Over the past couple of years, the Razer Blade Stealth has caught our eye as one of the most attractive ultraportable Windows laptops on the market. While not the most affordable metal unibody laptop you can get, Razer has historically included top-end hardware to go with their top-end design, leaving buyers with a great product.

For 2018, Razer has updated the Blade Stealth, and while the design isn’t overhauled in this improved version, we are getting Kaby Lake Refresh CPUs inside. Here, the Core i7-8550U is standard, bringing significantly improved performance thanks to the jump to four cores and eight threads. It’s a chip we’ve covered in detail before with more than one flagship thin and light sporting it already.

The battery capacity remains at 53.6 Wh, however with the new processor inside we may see a few changes to battery life. Razer also bumped the memory speed from LPDDR3-1866 up to LPDDR3-2133, at the same 16GB capacity.

Every other aspect to the hardware is the same, including the 13.3-inch 3200x1800 IGZO LCD, Killer networking gear and SSD options that range from 256GB to 1TB.

There are some very minor changes to the laptop’s dimensions, but they fall into the sub-1mm range and the weight is basically unchanged. As a result, the beautiful metal chassis is nearly identical to the version I reviewed back in September, so for my full thoughts on this design, check that review.

As a quick recap, the metal unibody construction is solid, well built and looks stunning, particularly with the slimmer bezel that was new for 2017. The black model looks fantastic, but there’s also now a gunmetal grey option that’s equally as awesome, and perhaps a tad more stealthy.

I/O has always been a key selling point of the Blade Stealth, so this new model doesn’t change anything.

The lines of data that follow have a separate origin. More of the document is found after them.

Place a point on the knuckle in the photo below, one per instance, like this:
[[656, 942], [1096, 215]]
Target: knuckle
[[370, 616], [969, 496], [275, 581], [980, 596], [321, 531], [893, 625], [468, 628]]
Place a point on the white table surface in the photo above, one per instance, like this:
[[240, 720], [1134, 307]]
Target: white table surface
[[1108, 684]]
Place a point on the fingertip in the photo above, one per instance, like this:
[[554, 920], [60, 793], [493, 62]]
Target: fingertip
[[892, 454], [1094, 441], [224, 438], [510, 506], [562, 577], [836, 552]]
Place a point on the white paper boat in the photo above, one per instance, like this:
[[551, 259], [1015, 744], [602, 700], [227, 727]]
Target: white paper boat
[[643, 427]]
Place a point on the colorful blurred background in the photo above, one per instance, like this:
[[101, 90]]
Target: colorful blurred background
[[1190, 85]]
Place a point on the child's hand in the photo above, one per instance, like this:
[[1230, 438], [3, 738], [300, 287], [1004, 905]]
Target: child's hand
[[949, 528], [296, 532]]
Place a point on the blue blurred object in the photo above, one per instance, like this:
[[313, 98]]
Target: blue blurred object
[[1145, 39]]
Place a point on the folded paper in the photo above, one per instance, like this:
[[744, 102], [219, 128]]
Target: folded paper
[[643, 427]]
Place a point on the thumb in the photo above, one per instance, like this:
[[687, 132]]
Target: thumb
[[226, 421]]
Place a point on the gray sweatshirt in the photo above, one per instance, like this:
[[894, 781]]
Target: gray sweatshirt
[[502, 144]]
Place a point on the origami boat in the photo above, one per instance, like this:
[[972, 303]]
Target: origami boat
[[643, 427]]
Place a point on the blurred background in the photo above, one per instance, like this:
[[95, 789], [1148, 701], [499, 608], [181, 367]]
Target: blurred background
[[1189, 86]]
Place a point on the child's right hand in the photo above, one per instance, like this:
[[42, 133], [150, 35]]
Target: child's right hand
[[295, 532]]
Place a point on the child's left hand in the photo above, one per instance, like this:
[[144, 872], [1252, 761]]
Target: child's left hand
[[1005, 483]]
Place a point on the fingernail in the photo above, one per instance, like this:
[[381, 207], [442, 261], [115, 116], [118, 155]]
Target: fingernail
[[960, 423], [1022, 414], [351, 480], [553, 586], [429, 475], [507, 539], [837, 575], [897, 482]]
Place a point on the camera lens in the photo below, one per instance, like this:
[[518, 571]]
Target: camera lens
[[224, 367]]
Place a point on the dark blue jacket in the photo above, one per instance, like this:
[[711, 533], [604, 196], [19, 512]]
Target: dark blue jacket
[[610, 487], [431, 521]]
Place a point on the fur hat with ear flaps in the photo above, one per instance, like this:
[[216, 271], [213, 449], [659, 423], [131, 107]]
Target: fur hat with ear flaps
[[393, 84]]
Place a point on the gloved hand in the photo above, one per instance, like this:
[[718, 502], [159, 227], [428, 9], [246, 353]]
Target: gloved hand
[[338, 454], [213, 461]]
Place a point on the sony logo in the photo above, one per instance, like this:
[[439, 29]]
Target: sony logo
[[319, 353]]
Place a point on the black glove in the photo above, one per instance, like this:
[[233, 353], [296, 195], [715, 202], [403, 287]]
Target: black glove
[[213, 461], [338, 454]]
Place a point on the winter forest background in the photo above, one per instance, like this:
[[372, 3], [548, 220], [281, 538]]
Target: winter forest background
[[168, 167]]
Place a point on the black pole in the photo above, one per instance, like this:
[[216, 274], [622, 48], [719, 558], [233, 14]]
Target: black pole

You still get Thunderbolt 3 and a full-sided HDMI port, along with two USB 3.0 ports and a headphone jack. That’s pretty much all you need, and the laptop charges via USB-C for added convenience.

There has been no change to the individually RGB LED backlit keyboard or the touchpad, and both remain very good on this laptop. The trackpad in particular is one of the best I’ve used in a ultraportable: it works so well and feels great to use.

The display is also the same, I did retest this unit just to make sure, but nothing new to report aside from some minor adjustments to white balance and gamma correction. The display is still very good as a result, and I love how the 3200x1800 high-resolution option is now standard.

Before digging further into the Blade Stealth’s performance, I wanted to briefly mention price because the newest Blade Stealth has launched at $100 more than the last-gen model, moving from $1400 to $1500 for a Core i7, 16GB of RAM and a 256GB SSD.

Considering the new CPU only costs OEMs a few dollars more than the old one, this seems a little unreasonable, however it is still cheaper than equivalent high-end laptops like the Dell XPS 13 and HP Spectre. Unlike these systems from Dell and HP, Razer doesn’t have an ‘entry-level model’, hence the higher base price.